Attempting to read from a source file to store person objects into a container.
A person object is initialized with a random age, id and a categories vector of five assorted chars.
class person
{
protected :
int age; // 0 - 99
int id; // 20181104 eight numeric characters
std::vector<char> categories = {'A', 'B', 'C', 'D', 'E'}
person()
{
...
std::shuffle(categories.begin(), categories.end(),
random_generator::instance().gen);
}
};
Used to shuffle the person class member categories with std::shuffle
class random_generator
{
public :
static random_generator& instance()
{
static random_generator instance;
return instance;
}
random_generator(random_generator const&) = delete;
random_generator& operator=(random_generator const&) = delete;
private :
random_generator(){}
std::random_device rd;
std::mt19937 gen{rd()};
...
friend class person;
};
std::ostream& operator<<(std::ostream& output, const person& p)
{
output << p.id << ' ' << p.age;
for(char c : p.categories)
output << c << ' ';
return output;
}
std::istream& operator>>(std::istream& input, person& p)
{
input >> p.id >> p.age;
// how can I implement this; suggested alternatives are most welcome
return input;
}
19850319 33 A C E B D
06111990 28 B E C A D
I guess I don't see where the difficulty would be. Reading them in will be a mirror image of writing them out.
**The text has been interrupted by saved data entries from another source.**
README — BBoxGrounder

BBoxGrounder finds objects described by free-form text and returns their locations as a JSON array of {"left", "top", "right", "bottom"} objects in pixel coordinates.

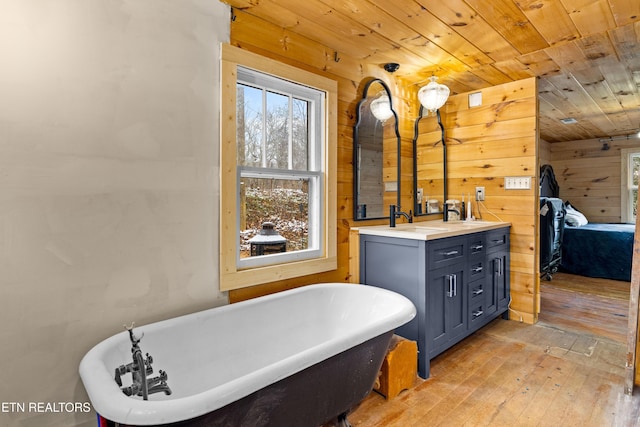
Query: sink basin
[
  {"left": 393, "top": 226, "right": 448, "bottom": 232},
  {"left": 459, "top": 220, "right": 491, "bottom": 227}
]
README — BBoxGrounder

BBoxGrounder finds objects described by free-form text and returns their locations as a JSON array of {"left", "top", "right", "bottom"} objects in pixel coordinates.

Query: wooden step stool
[{"left": 373, "top": 335, "right": 417, "bottom": 399}]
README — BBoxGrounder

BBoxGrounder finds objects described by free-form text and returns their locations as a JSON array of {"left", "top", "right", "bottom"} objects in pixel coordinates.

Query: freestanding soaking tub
[{"left": 79, "top": 283, "right": 416, "bottom": 426}]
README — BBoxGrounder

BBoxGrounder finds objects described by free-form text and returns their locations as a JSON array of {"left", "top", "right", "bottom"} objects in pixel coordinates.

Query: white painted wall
[{"left": 0, "top": 1, "right": 229, "bottom": 425}]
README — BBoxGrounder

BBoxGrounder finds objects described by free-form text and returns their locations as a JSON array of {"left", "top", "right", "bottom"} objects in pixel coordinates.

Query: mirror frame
[
  {"left": 353, "top": 78, "right": 401, "bottom": 221},
  {"left": 413, "top": 105, "right": 447, "bottom": 216}
]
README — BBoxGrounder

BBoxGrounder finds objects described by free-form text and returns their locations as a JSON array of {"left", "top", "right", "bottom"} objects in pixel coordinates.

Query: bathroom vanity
[{"left": 355, "top": 221, "right": 511, "bottom": 378}]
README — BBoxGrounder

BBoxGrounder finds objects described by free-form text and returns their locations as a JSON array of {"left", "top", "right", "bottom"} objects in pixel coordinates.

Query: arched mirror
[
  {"left": 353, "top": 79, "right": 401, "bottom": 220},
  {"left": 413, "top": 105, "right": 446, "bottom": 216}
]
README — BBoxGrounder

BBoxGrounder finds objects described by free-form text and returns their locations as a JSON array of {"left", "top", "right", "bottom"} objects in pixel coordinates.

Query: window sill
[{"left": 220, "top": 256, "right": 337, "bottom": 291}]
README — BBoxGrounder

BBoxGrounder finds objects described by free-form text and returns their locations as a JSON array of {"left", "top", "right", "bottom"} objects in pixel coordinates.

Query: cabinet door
[
  {"left": 427, "top": 264, "right": 466, "bottom": 357},
  {"left": 494, "top": 251, "right": 509, "bottom": 310},
  {"left": 486, "top": 251, "right": 509, "bottom": 313},
  {"left": 486, "top": 228, "right": 510, "bottom": 314},
  {"left": 360, "top": 236, "right": 424, "bottom": 343}
]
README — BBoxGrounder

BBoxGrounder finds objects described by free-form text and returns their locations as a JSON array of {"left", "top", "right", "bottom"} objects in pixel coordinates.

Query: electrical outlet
[{"left": 475, "top": 186, "right": 485, "bottom": 201}]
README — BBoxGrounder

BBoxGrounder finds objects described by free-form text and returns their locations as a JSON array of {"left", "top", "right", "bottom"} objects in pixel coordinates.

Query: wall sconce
[
  {"left": 417, "top": 76, "right": 450, "bottom": 114},
  {"left": 370, "top": 94, "right": 393, "bottom": 122}
]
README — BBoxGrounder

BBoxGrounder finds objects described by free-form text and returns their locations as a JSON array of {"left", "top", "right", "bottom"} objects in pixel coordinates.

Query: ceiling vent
[{"left": 560, "top": 118, "right": 578, "bottom": 124}]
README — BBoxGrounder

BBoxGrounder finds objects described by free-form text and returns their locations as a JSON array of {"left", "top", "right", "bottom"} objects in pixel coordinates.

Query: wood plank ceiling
[{"left": 223, "top": 0, "right": 640, "bottom": 143}]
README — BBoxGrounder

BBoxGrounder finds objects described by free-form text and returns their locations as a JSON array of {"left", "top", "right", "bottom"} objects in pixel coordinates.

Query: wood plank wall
[
  {"left": 439, "top": 80, "right": 539, "bottom": 323},
  {"left": 227, "top": 9, "right": 415, "bottom": 302},
  {"left": 547, "top": 138, "right": 639, "bottom": 223},
  {"left": 227, "top": 9, "right": 540, "bottom": 324}
]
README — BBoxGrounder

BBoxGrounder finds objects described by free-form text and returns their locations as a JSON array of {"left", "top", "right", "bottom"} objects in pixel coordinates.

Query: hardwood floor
[
  {"left": 348, "top": 273, "right": 640, "bottom": 426},
  {"left": 538, "top": 272, "right": 630, "bottom": 343}
]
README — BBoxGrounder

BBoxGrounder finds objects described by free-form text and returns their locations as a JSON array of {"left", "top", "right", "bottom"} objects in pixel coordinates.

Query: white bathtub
[{"left": 79, "top": 283, "right": 416, "bottom": 426}]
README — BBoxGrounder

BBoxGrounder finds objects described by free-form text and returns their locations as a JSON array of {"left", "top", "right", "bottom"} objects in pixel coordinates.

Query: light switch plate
[
  {"left": 505, "top": 176, "right": 531, "bottom": 189},
  {"left": 469, "top": 92, "right": 482, "bottom": 107}
]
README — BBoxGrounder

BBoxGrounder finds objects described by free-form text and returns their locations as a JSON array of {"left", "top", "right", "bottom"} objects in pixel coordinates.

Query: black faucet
[
  {"left": 389, "top": 205, "right": 413, "bottom": 227},
  {"left": 443, "top": 203, "right": 460, "bottom": 222},
  {"left": 114, "top": 323, "right": 172, "bottom": 400}
]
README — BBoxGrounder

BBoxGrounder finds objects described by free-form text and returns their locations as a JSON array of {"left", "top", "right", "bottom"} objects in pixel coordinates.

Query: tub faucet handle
[{"left": 124, "top": 322, "right": 144, "bottom": 346}]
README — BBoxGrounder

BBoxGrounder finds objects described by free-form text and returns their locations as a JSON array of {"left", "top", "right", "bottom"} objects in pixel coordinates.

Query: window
[
  {"left": 220, "top": 44, "right": 337, "bottom": 291},
  {"left": 622, "top": 148, "right": 640, "bottom": 224},
  {"left": 236, "top": 68, "right": 322, "bottom": 269}
]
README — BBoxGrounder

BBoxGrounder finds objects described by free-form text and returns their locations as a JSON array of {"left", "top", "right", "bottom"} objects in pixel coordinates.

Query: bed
[
  {"left": 539, "top": 164, "right": 635, "bottom": 282},
  {"left": 561, "top": 223, "right": 635, "bottom": 282}
]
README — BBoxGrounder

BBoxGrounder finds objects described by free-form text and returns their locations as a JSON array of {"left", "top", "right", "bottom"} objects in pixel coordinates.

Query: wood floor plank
[
  {"left": 513, "top": 355, "right": 578, "bottom": 426},
  {"left": 558, "top": 369, "right": 618, "bottom": 425},
  {"left": 540, "top": 277, "right": 628, "bottom": 343},
  {"left": 549, "top": 272, "right": 631, "bottom": 300},
  {"left": 441, "top": 340, "right": 544, "bottom": 426},
  {"left": 348, "top": 273, "right": 640, "bottom": 426},
  {"left": 535, "top": 361, "right": 588, "bottom": 426},
  {"left": 415, "top": 337, "right": 519, "bottom": 426}
]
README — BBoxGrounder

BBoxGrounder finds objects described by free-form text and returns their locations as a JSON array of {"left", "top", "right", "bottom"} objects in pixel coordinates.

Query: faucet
[
  {"left": 389, "top": 205, "right": 413, "bottom": 227},
  {"left": 443, "top": 203, "right": 460, "bottom": 222},
  {"left": 114, "top": 323, "right": 172, "bottom": 400}
]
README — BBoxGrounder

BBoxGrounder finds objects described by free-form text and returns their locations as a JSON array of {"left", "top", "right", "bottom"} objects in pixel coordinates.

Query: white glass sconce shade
[
  {"left": 418, "top": 76, "right": 450, "bottom": 113},
  {"left": 370, "top": 94, "right": 393, "bottom": 121}
]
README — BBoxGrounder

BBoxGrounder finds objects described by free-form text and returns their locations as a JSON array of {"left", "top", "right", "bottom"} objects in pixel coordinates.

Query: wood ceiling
[{"left": 223, "top": 0, "right": 640, "bottom": 143}]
If you can count on there always being five of them, then you'd basically just do something like this:
std::istream& operator>>(std::istream& input, person& p)
{
input >> p.id >> p.age;
p.categories.clear();
for (int i=0; i<5; i++) {
char ch;
input >> ch;
p.categories.push_back(ch);
}
return input;
}
If it's basically a matter of reading categories until you reach the end of the line, then it'll probably be easiest to read the line into a string, shove the string into a stringstream, then read characters until you reach the end of the stringstream:
while (input >> ch)
p.categories.push_back(ch);
That's not generally the fastest way to do things (creating a stringstream is somewhat slow), but given that you're dealing with I/O, parsing speed is only rarely much of a consideration.